Maar al snel sloot een documentaire uit 2008 van een TV-station dat grotendeels in handen is van de CCP deze denkpiste voor Matas uit.
In een Phoenix tv-programma werd het transcript (pdf) van een opname voorgelegd aan een Chinese arts, die erkende dat het gesprek had plaatsgevonden en de inhoud van het transcript bevestigde behalve alles wat met Falun Gong te maken had.
“We hadden de opname in handen, waarin zowel de dingen die hij ontkende alsook de dingen die hij toegaf, naadloos in zijn eigen stem door elkaar lopen. Ik weet niet eens of het technologisch mogelijk zou zijn geweest om ermee te knoeien, maar ik wist wel heel goed dat we dat niet hadden gedaan,” zei Matas, eraan toevoegend dat de CCP het hele telefoongesprek had kunnen ontkennen en had kunnen zeggen dat de dokter alles beweerde om zaken te kunnen doen.
Toch deed de CCP dat niet, volgens Matas, vanwege haar dubbele agenda die met elkaar in strijd waren: enerzijds het bevorderen van de handel in orgaantransplantaties en anderzijds het ontkennen van de gedwongen orgaanoogst.

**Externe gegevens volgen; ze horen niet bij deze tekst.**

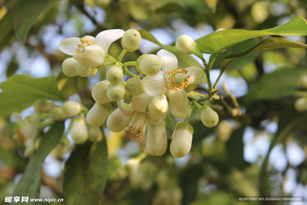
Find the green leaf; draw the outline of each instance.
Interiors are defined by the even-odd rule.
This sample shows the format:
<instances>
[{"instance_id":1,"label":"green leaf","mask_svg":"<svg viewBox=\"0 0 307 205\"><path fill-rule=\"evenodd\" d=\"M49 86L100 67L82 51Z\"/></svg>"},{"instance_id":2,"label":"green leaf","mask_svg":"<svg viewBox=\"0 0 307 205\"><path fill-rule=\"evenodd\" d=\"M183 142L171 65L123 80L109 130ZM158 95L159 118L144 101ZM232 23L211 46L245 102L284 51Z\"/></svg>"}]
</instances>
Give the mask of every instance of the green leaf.
<instances>
[{"instance_id":1,"label":"green leaf","mask_svg":"<svg viewBox=\"0 0 307 205\"><path fill-rule=\"evenodd\" d=\"M244 99L248 101L273 100L306 95L306 77L307 70L301 69L284 69L264 75L250 85Z\"/></svg>"},{"instance_id":2,"label":"green leaf","mask_svg":"<svg viewBox=\"0 0 307 205\"><path fill-rule=\"evenodd\" d=\"M56 86L56 77L34 78L14 75L0 85L0 116L20 112L38 99L63 100Z\"/></svg>"},{"instance_id":3,"label":"green leaf","mask_svg":"<svg viewBox=\"0 0 307 205\"><path fill-rule=\"evenodd\" d=\"M68 205L99 205L107 179L105 136L99 142L77 146L65 165L64 200Z\"/></svg>"},{"instance_id":4,"label":"green leaf","mask_svg":"<svg viewBox=\"0 0 307 205\"><path fill-rule=\"evenodd\" d=\"M287 23L263 30L249 31L230 29L212 33L201 43L199 49L205 53L214 53L243 41L269 35L305 36L307 35L307 22L297 16Z\"/></svg>"},{"instance_id":5,"label":"green leaf","mask_svg":"<svg viewBox=\"0 0 307 205\"><path fill-rule=\"evenodd\" d=\"M25 37L32 24L59 0L26 0L20 1L16 10L14 30L24 44Z\"/></svg>"},{"instance_id":6,"label":"green leaf","mask_svg":"<svg viewBox=\"0 0 307 205\"><path fill-rule=\"evenodd\" d=\"M39 146L30 160L22 177L14 191L13 196L29 196L29 198L38 198L41 186L40 168L45 158L57 144L62 137L64 128L64 121L56 122L52 125L40 143ZM16 204L23 204L21 201ZM37 202L28 201L30 205Z\"/></svg>"},{"instance_id":7,"label":"green leaf","mask_svg":"<svg viewBox=\"0 0 307 205\"><path fill-rule=\"evenodd\" d=\"M279 38L268 38L248 50L240 51L223 58L219 61L219 65L224 67L236 59L253 51L274 49L286 48L307 48L307 45Z\"/></svg>"}]
</instances>

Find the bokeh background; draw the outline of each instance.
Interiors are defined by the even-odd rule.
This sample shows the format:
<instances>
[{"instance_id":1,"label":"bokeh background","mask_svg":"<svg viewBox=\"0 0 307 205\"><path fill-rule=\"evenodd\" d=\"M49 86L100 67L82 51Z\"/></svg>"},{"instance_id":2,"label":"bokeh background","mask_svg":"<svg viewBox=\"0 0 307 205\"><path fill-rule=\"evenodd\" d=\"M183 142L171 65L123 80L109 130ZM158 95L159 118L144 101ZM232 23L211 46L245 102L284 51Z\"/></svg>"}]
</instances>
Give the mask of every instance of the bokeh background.
<instances>
[{"instance_id":1,"label":"bokeh background","mask_svg":"<svg viewBox=\"0 0 307 205\"><path fill-rule=\"evenodd\" d=\"M6 14L4 4L0 0L0 19ZM173 45L181 35L188 35L195 40L220 28L262 30L285 24L297 16L307 19L305 0L85 0L84 4L81 0L59 1L36 22L24 46L13 33L0 35L0 82L16 74L35 77L59 76L60 90L60 81L65 78L61 73L61 64L68 56L57 48L64 38L95 36L107 29L133 28L146 30L162 44ZM6 29L0 28L0 31ZM248 49L268 37L245 41L219 55L211 72L212 83L219 74L219 59ZM283 37L306 43L304 37ZM161 49L142 39L139 49L127 53L123 61L135 61L143 53L155 53ZM109 53L117 57L122 49L120 41L116 41ZM192 112L191 123L195 132L192 147L183 158L174 158L168 148L162 156L149 155L136 174L126 176L121 171L123 167L130 159L143 152L146 142L130 140L123 133L112 132L104 126L109 164L101 204L233 204L236 195L307 197L306 122L295 127L268 154L272 140L282 128L278 126L281 116L286 116L285 111L293 106L297 97L272 99L269 96L251 102L245 97L251 85L264 76L283 69L306 69L306 56L303 48L266 50L251 52L232 63L218 89L219 94L233 106L223 88L225 81L238 99L242 116L230 117L222 107L216 105L219 124L208 128L200 122L197 112ZM204 57L208 62L210 55ZM137 72L135 68L130 69ZM106 72L101 69L95 76L82 78L83 101L92 101L91 90L105 78ZM197 89L204 93L206 86L200 86ZM75 91L63 94L69 100L80 102ZM60 105L61 103L55 103ZM20 115L24 118L34 113L31 107ZM69 120L65 122L66 130ZM23 156L24 145L14 139L17 123L12 116L0 117L0 204L4 204L5 197L12 193L28 160ZM169 146L175 123L167 128ZM52 153L42 165L42 198L63 198L64 162L74 145L69 133L68 137L70 150L60 158ZM268 169L262 172L262 162L267 155Z\"/></svg>"}]
</instances>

“Het is heel moeilijk om beide tegelijk te doen; openlijk praten over wat ze doen, het publiekelijk promoten en er reclame voor maken, om dan te zeggen dat het helemaal niet gebeurt,” voegde hij eraan toe. “Zo laten ze overal bewijssporen achter. Maar als ze zien hoe wij ernaar kijken en hoe het laat zien wat ze werkelijk doen, dan laten ze het plots verdwijnen.”

‘Langzame genocide’
Matas noemde de gedwongen orgaanoogst tegen Falun Gong-aanhangers een “langzame genocide”.
“Niet iedereen wordt in één keer of in korte tijd vermoord. Het duurt nu al tientallen jaren. Het begon in 2001, en we zijn nu in 2023. Het duurt nu al 22 jaar.” Hij voegde eraan toe dat de Oeigoeren de laatste jaren ook een steeds grotere bron van organen zijn geworden.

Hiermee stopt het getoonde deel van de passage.